Focal length of an equi convex is numerically equal to its radius.

To find:

Approximate velocity of light in the lens material ?

Calculation:

General expression for lens maker's formula for a convex lens is :

$\boxed{ \bold{ \dfrac{1}{f} = (\mu - 1) \bigg \{ \dfrac{1}{R_{1}} - \dfrac{1}{R_{2}} \bigg \}}}$

Now, since the lens is equiconvex, R1 and R2 is equal.

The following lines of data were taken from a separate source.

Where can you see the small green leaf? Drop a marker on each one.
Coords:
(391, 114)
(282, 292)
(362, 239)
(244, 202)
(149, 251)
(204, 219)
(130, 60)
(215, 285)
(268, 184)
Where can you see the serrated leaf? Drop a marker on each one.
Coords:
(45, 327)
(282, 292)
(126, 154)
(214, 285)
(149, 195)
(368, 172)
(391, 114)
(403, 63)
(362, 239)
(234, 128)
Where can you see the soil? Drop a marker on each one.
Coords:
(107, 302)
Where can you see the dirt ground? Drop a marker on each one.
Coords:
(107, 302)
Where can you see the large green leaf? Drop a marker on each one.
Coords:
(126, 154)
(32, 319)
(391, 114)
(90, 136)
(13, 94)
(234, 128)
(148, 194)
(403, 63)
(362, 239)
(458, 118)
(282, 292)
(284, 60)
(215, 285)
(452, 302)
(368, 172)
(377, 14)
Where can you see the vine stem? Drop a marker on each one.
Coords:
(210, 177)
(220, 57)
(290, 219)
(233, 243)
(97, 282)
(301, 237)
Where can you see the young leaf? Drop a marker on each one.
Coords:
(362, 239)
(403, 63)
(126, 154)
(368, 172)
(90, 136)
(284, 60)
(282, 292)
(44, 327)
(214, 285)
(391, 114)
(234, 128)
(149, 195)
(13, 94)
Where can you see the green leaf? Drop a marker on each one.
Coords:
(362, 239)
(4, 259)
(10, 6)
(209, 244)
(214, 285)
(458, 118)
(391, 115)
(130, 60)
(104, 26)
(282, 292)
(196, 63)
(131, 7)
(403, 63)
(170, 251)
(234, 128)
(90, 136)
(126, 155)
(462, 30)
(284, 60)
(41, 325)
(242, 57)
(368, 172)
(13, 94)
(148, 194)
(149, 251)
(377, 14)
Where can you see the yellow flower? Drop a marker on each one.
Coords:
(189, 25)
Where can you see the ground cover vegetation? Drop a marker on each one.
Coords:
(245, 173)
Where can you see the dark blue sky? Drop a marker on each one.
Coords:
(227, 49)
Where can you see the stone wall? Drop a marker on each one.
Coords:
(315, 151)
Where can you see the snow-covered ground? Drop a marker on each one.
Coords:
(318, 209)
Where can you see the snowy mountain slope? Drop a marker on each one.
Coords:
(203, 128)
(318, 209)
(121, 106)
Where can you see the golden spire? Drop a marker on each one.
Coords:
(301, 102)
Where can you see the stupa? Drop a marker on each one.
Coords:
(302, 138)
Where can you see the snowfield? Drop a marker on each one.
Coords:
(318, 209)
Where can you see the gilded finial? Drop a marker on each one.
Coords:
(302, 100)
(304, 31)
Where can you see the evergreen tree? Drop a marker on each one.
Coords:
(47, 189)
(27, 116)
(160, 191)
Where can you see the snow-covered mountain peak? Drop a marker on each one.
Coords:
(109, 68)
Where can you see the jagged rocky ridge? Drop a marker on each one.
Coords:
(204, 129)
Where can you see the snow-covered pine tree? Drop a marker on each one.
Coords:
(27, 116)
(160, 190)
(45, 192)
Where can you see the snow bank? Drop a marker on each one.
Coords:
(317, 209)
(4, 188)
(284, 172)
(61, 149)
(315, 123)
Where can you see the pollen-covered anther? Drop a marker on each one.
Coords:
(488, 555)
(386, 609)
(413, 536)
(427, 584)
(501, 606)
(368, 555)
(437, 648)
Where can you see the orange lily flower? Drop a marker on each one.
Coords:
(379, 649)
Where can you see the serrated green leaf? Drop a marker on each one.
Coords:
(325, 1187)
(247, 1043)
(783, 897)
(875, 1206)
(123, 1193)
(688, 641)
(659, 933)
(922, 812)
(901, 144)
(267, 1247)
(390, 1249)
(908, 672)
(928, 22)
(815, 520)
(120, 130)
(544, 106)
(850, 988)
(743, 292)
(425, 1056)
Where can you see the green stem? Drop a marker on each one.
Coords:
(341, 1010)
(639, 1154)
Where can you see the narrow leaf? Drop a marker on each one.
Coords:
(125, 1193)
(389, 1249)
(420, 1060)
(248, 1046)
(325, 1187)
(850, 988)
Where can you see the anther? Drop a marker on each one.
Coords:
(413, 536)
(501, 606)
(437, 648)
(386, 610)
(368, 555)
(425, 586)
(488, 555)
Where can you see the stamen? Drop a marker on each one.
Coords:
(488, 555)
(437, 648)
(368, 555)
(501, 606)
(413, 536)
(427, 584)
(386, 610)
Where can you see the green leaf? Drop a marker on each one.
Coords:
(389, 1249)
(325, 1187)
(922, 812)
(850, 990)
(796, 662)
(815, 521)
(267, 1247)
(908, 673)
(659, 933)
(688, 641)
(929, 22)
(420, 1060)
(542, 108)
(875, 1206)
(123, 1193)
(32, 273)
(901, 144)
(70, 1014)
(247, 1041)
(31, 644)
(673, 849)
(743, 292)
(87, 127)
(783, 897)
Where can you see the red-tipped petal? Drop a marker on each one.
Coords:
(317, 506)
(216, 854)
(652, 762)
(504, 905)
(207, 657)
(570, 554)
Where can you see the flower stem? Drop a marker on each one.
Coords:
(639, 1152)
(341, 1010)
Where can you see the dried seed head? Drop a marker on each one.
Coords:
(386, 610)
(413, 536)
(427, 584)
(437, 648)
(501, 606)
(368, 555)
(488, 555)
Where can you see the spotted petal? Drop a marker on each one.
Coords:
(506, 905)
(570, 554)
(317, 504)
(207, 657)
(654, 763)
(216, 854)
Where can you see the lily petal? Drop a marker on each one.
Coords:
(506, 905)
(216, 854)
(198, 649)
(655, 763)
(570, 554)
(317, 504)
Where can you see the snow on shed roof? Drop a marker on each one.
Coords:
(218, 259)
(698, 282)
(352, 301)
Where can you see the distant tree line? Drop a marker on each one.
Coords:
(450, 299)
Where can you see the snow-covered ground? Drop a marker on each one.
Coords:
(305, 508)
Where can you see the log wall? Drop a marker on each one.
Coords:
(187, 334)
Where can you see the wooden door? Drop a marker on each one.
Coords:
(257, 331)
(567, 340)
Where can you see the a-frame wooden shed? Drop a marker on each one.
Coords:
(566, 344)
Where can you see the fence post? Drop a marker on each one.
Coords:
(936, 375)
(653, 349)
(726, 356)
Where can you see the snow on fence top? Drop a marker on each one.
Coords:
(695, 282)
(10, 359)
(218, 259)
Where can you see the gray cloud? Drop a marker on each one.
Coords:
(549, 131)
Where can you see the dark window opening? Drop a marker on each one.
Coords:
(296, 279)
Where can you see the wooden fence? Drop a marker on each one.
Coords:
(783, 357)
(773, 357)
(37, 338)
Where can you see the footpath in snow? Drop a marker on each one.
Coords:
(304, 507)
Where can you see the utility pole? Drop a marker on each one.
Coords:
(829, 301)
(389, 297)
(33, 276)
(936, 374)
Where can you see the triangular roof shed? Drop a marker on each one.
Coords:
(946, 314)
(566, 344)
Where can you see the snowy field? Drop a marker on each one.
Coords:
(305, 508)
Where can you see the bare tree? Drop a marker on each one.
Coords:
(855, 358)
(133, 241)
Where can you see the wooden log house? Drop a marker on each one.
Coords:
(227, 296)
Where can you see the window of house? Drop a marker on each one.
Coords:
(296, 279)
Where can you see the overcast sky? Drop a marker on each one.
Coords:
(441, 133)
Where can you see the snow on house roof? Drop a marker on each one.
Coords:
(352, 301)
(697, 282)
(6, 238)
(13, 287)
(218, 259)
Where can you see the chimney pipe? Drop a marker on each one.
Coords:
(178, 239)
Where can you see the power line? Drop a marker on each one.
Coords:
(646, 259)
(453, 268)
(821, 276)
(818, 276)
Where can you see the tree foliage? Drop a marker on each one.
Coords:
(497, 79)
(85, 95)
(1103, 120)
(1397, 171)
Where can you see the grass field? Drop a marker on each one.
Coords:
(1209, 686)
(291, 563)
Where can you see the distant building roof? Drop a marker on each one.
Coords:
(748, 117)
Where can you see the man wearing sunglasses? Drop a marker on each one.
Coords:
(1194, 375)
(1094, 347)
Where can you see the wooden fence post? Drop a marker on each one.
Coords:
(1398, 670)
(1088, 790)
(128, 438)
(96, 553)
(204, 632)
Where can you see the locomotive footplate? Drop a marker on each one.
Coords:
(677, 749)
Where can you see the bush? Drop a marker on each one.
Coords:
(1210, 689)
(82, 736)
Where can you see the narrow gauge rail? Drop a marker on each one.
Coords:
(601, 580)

Putting R1 = R2 = R (let) following sign convention:

$\implies \sf\dfrac{1}{f} = (\mu - 1) \bigg \{ \dfrac{1}{R_{1}} - \dfrac{1}{R_{2}} \bigg \}$

$\implies \sf\dfrac{1}{f} = (\mu - 1) \bigg \{ \dfrac{1}{R} - \bigg(\dfrac{1}{ - R} \bigg) \bigg \}$

$\implies \sf\dfrac{1}{f} = (\mu - 1) \bigg \{ \dfrac{1}{R} + \dfrac{1}{ R} \bigg \}$

$\implies \sf\dfrac{1}{f} = (\mu - 1) \bigg \{ \dfrac{2}{R} \bigg \}$

Now, focal length is numerical equal to the radius of curvature:

$\implies \sf\dfrac{1}{f} = (\mu - 1) \bigg \{ \dfrac{2}{f} \bigg \}$

$\implies \sf\dfrac{1}{2} = \mu - 1$

$\implies \sf \mu = 1 + \dfrac{1}{2}$

$\implies \sf \mu = \dfrac{3}{2}$

Now, velocity of light in that material:

$\sf\therefore \: v = \dfrac{velocity \: in \: vacuum}{ \mu}$

$\sf\implies\: v = \dfrac{3 \times {10}^{8} }{ (\frac{3}{2} )}$

$\sf\implies\: v = 2 \times {10}^{8} \: m {s}^{ - 1}$

So, velocity of light in the lens is 2 × 10⁸ m/s.